The yellowing of a leaf, also called senescence, occurs naturally in for example deciduous trees in autumn or when annual plants get old and produce seeds. However, also stresses like a lack of nutrients, drought or pathogens can induce senescence. Daria Chrobok compared naturally aging plants with plants where senescence was induced by darkening a single leaf. She showed that in both cases the mitochondria remain intact until the last stages of leaf senescence to provide the energy needed for the mobilisation and transport of nutrients.
In addition, she showed that especially the amino acid glutamate, that can be easily transported within the plant, accumulates during leaf senescence. She hypothesized that this accumulation of glutamate in the mitochondria and its conversion to glutamine in the cytosol are essential steps for the reallocation of nitrogen rich compounds to other parts of the plant.

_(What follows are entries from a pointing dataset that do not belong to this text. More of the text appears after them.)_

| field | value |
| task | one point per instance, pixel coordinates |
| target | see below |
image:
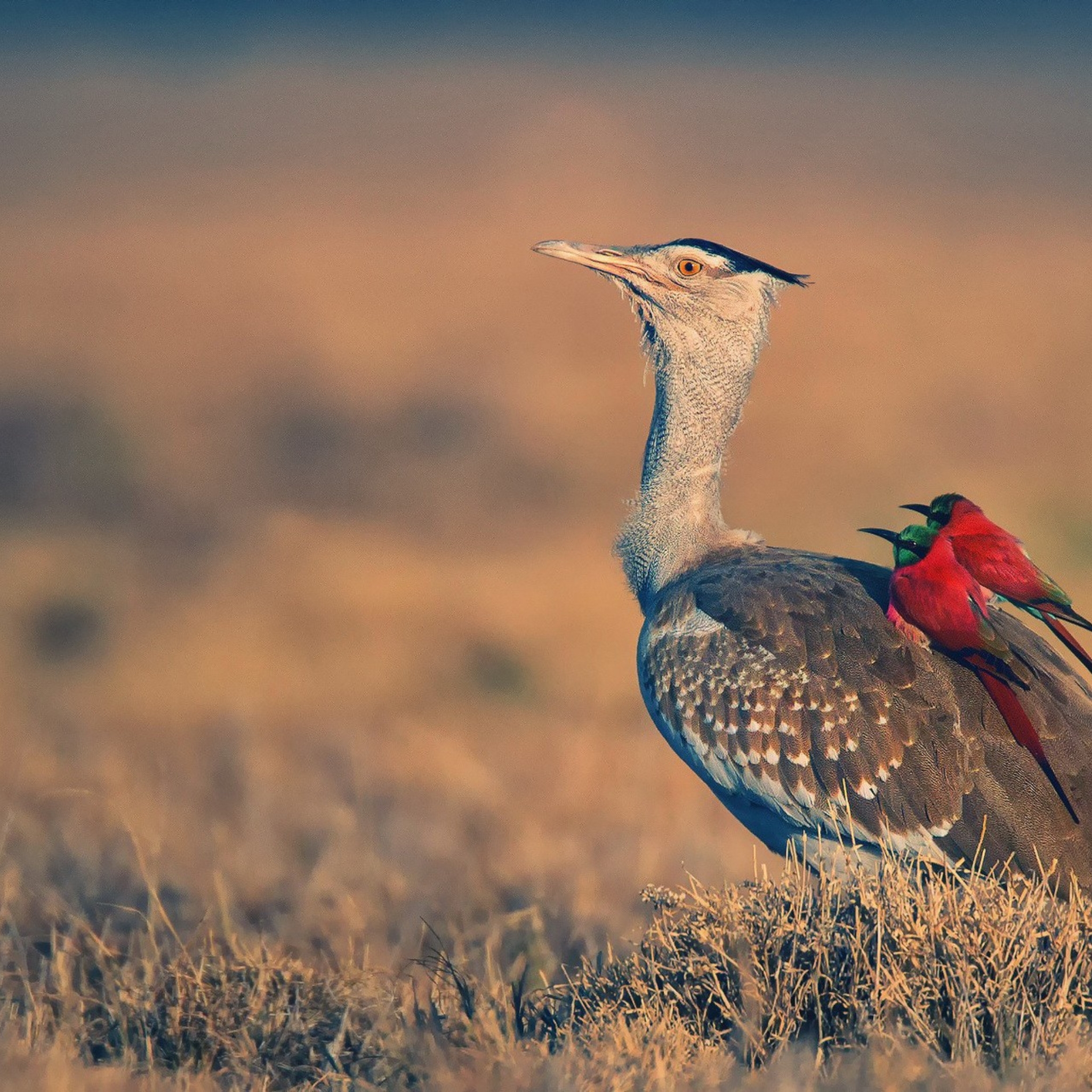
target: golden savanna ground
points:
(309, 470)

The export of amino acids with high nitrogen content into developing parts of the plant, e.g. seeds, is of high importance to ensure that those seeds contain enough nitrogen and the survival of the next generation is guaranteed. Nitrogen is often a limiting factor for plant growth and development and therefore the reallocation of nitrogen during senescence is important for plants.

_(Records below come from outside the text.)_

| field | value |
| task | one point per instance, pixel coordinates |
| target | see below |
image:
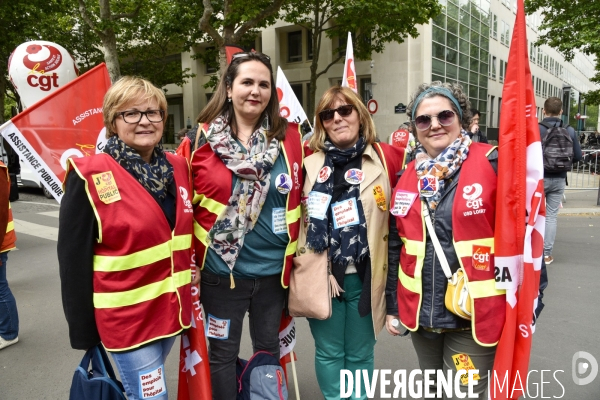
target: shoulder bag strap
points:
(436, 243)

Without light, plants cannot perform photosynthesis and produce energy-rich carbon compounds like sugars. If only one leaf is darkened, the covered leaf will rapidly turn yellow. In contrast, when the whole plant is darkened, the leaves are repressing this induction of senescence, i.e. they stay green. The plant keeps all components needed for photosynthesis alive and intact so that upon sudden light exposure, the plants are ready to start photosynthesis and continue growing.
Daria Chrobok and her colleagues analysed how plants adjust their metabolism to those two darkening conditions and they compared these results with the light-dependent “stay-green” mutant. When one leaf of a stay-green plant is darkened, it stays green, whereas the same treatment in a wild type plant leads to the yellowing of the darkened leaf. This darkened stay-green leaf, as well as the whole darkened plant accumulate amino acids, especially those with high nitrogen and low carbon content.

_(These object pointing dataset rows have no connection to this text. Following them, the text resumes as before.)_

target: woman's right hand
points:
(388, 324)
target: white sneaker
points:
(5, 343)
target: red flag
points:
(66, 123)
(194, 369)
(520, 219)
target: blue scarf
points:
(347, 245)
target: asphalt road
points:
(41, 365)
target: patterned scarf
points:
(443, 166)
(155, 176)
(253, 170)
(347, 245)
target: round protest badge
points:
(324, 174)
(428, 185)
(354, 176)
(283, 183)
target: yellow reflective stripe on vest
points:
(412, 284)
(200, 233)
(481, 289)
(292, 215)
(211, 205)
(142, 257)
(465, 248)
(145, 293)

The understanding of how “stay-green” plants manage to stay green is interesting for the food industry to keep vegetables green for longer time and for agriculture, to ensure proper grain and nutrient filling as well as other improved traits for crop plants.
The public defence took place in Lilla hörsalen at KBC, Umeå University, on Friday, 8th of June 2018. Faculty opponent was David Macherel, IRHS-MitoStress, University of Angers, France. Supervisors were Olivier Keech and Per Gardeström.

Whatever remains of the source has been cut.